Hamas leader Ismail Haniyeh (L) and Hamas’s leader in the Gaza Strip Yahya Sinwar wave during a rally marking the 30th of the founding of the Islamist terror movement, in Gaza City, on December 14, 2017. (MOHAMMED ABED / AFP)

“We will work on forcing the American administration to reverse its unjust decision,” added Haniyeh. “Our goal is to break the American position. We will bring down the Trump decision once and for all.”

In an address last Wednesday from the White House, Trump insisted that after repeated failures to achieve peace, a new approach was long overdue, describing his decision to recognize Jerusalem as the seat of Israel’s government as merely based on reality.

The move was hailed by Prime Minister Benjamin Netanyahu and by leaders across much of the Israeli political spectrum. Trump stressed that he was not specifying the boundaries of Israeli sovereignty in the city, and called for no change in the status quo at the city’s holy sites.

Hamas responded by immediately calling for a new intifada to liberate Jerusalem. It has allowed thousands of Gazans to access the border fence and confront Israeli troops in recent days, and more than a dozen rockets have been fired at Israel from Gaza.

“We salute the beginning of rage, intifada and revolution,” Haniyeh told the large crowd that filled a sprawling lot known as al-Katiba Square.

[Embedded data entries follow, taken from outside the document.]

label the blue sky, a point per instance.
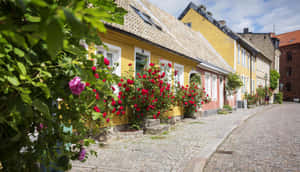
(257, 15)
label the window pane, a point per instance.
(140, 63)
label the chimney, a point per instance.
(222, 22)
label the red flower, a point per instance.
(106, 61)
(96, 109)
(130, 81)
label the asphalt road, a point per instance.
(269, 141)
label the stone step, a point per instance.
(152, 122)
(157, 129)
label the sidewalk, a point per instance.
(186, 147)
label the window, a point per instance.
(165, 68)
(179, 77)
(142, 59)
(208, 83)
(214, 87)
(288, 86)
(289, 71)
(113, 54)
(239, 54)
(189, 24)
(147, 19)
(289, 56)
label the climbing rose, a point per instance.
(96, 109)
(106, 61)
(76, 86)
(81, 154)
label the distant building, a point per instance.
(269, 44)
(290, 64)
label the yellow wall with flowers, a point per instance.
(127, 44)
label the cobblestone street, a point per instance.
(182, 149)
(269, 141)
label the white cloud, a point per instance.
(258, 15)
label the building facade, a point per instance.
(237, 51)
(289, 65)
(152, 35)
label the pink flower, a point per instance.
(81, 154)
(96, 109)
(106, 61)
(76, 86)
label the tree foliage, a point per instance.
(233, 83)
(39, 54)
(274, 76)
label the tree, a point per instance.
(40, 53)
(233, 83)
(274, 76)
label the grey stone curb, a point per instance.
(198, 164)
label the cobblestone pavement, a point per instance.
(185, 143)
(269, 141)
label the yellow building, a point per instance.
(240, 54)
(152, 35)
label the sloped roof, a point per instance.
(174, 35)
(289, 38)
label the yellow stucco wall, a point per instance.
(221, 42)
(127, 45)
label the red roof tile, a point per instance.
(289, 38)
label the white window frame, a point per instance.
(208, 83)
(141, 51)
(179, 68)
(169, 73)
(214, 87)
(116, 59)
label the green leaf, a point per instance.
(22, 68)
(13, 80)
(26, 98)
(41, 106)
(54, 37)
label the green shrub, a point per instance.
(227, 107)
(278, 98)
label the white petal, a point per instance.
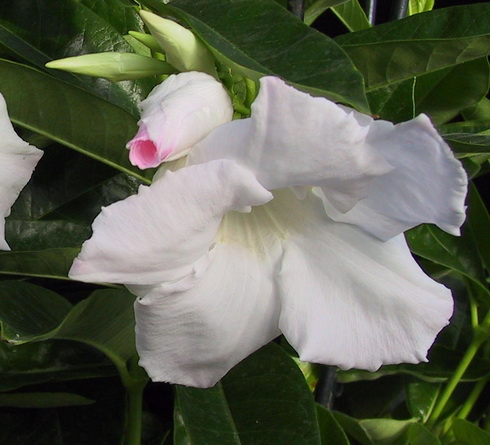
(178, 113)
(193, 332)
(353, 301)
(293, 139)
(17, 162)
(428, 185)
(159, 234)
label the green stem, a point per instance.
(472, 398)
(134, 413)
(480, 336)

Hamas supporters take part in a rally marking the 30th anniversary of the founding of the Islamist terror movement, in Gaza City, on December 14, 2017. (MOHAMMED ABED / AFP)

The Hamas leader went on to call on all Arab and Muslims nations to set aside every Friday henceforth for days of rage until the Trump administration reversed its decision.

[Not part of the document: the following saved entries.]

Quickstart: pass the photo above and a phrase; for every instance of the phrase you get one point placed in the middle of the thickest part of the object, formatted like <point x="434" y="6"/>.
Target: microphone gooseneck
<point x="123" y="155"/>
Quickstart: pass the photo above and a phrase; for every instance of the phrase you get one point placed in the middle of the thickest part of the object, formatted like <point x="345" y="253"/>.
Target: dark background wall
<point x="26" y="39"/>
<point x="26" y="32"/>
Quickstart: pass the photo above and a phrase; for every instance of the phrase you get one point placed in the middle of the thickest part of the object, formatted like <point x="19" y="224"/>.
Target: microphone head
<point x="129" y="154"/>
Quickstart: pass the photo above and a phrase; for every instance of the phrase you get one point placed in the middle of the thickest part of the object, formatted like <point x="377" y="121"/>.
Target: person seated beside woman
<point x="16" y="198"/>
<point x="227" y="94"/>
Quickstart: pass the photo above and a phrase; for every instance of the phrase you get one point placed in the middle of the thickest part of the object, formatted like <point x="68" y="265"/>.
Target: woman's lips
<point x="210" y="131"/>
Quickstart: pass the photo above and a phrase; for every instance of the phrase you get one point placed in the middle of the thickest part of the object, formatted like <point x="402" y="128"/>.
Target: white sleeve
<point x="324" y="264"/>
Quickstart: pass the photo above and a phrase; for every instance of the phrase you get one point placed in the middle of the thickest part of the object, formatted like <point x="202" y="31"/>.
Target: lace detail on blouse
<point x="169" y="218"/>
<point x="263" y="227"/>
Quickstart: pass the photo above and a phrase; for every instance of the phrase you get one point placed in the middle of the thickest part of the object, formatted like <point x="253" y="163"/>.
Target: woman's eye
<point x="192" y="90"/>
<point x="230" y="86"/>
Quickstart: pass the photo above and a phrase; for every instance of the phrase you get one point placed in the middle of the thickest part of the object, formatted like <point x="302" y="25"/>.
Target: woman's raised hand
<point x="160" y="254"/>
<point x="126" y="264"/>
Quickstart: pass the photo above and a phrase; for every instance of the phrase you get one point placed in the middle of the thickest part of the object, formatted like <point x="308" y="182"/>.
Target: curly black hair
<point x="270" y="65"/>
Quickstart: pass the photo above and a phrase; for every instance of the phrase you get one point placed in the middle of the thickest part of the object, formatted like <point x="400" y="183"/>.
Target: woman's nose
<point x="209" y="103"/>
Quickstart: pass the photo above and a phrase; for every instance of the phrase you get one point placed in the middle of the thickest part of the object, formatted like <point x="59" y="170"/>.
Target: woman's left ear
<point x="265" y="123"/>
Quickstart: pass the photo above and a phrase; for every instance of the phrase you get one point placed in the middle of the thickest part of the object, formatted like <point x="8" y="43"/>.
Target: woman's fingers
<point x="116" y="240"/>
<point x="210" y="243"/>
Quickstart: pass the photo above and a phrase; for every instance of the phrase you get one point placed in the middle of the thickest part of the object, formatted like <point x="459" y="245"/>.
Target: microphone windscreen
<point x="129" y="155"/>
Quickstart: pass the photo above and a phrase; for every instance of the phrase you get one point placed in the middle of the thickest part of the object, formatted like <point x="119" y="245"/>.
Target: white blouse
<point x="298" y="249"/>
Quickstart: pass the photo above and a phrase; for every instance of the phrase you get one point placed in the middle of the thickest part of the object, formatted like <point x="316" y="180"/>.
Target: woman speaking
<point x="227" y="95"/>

Trump’s announcement was followed by violent Palestinian protests in the West Bank and Gaza, but the protests subsided considerably after Friday, and it remains unclear whether a full-fledged uprising is developing.

Israel holds Hamas responsible for what have been nightly rocket attacks this week, since the terror group controls security in the Gaza Strip. It has a unit that patrols the Strip in order to prevent rocket attacks it doesn’t want in order to avoid retaliation.

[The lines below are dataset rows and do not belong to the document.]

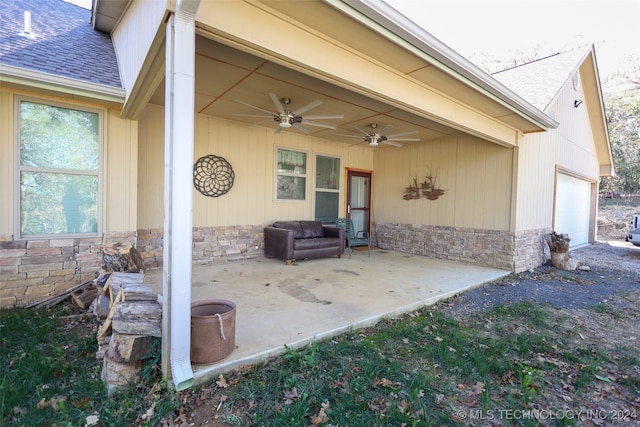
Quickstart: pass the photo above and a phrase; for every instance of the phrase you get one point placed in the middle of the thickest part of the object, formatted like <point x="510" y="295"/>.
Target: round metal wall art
<point x="213" y="175"/>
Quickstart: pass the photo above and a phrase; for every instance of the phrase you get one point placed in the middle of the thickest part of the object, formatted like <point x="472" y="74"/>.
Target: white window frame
<point x="18" y="169"/>
<point x="317" y="189"/>
<point x="279" y="173"/>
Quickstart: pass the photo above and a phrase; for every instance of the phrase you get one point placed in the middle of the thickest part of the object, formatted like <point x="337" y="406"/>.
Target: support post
<point x="178" y="195"/>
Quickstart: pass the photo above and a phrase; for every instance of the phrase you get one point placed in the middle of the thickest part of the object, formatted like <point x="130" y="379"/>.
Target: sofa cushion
<point x="291" y="225"/>
<point x="312" y="229"/>
<point x="317" y="243"/>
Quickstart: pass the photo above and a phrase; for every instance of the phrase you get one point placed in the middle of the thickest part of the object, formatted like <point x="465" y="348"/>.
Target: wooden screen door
<point x="359" y="199"/>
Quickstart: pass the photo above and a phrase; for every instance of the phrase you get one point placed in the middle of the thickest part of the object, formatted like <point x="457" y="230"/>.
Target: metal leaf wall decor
<point x="427" y="188"/>
<point x="213" y="175"/>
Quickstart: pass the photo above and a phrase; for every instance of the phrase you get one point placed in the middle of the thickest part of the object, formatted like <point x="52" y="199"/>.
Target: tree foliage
<point x="623" y="120"/>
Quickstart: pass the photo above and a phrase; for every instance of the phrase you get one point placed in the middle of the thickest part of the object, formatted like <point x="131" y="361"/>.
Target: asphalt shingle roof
<point x="539" y="81"/>
<point x="64" y="43"/>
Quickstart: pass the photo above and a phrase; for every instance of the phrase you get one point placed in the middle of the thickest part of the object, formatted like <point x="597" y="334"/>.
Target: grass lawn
<point x="524" y="364"/>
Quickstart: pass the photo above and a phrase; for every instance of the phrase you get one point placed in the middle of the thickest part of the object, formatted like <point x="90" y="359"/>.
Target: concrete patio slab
<point x="280" y="305"/>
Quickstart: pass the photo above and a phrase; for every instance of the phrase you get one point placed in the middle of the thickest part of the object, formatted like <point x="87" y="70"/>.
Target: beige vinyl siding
<point x="120" y="173"/>
<point x="251" y="152"/>
<point x="476" y="175"/>
<point x="137" y="37"/>
<point x="571" y="147"/>
<point x="6" y="163"/>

Hamas’s rival, the Fatah movement of West Bank-based Palestinian Authority President Mahmoud Abbas, says it seeks to establish a Palestinian state in lands Israel captured in 1967, with East Jerusalem as a capital. Hamas wants to set up an Islamic state between the Jordan River and the Mediterranean, including Israel.

Israel claims all of Jerusalem as its capital, having extended sovereignty throughout the city after capturing East Jerusalem from Jordan in the 1967 war.

Hamas supporters take part in a rally marking the 30th anniversary of the founding of the Islamist terror movement, in Gaza City, on December 14, 2017. (MOHAMMED ABED / AFP)

The 30-year anniversary comes at a difficult time in Hamas’s turbulent history. A decade after seizing Gaza by force from Fatah, it has been compelled to seek reconciliation with Abbas’s party.

An Egyptian-brokered reconciliation deal signed in October has seen Hamas give up control of Gaza’s crossings, but differences over collecting revenues and the future of the group’s armed forces hinder its progress.

The coastal territory suffers from 43 percent unemployment and worsening blackouts, in part because of Abbas’s refusal to pay its electricity bills. In recent days, rolling blackouts lasted for 24 hours, followed by four hours of electricity.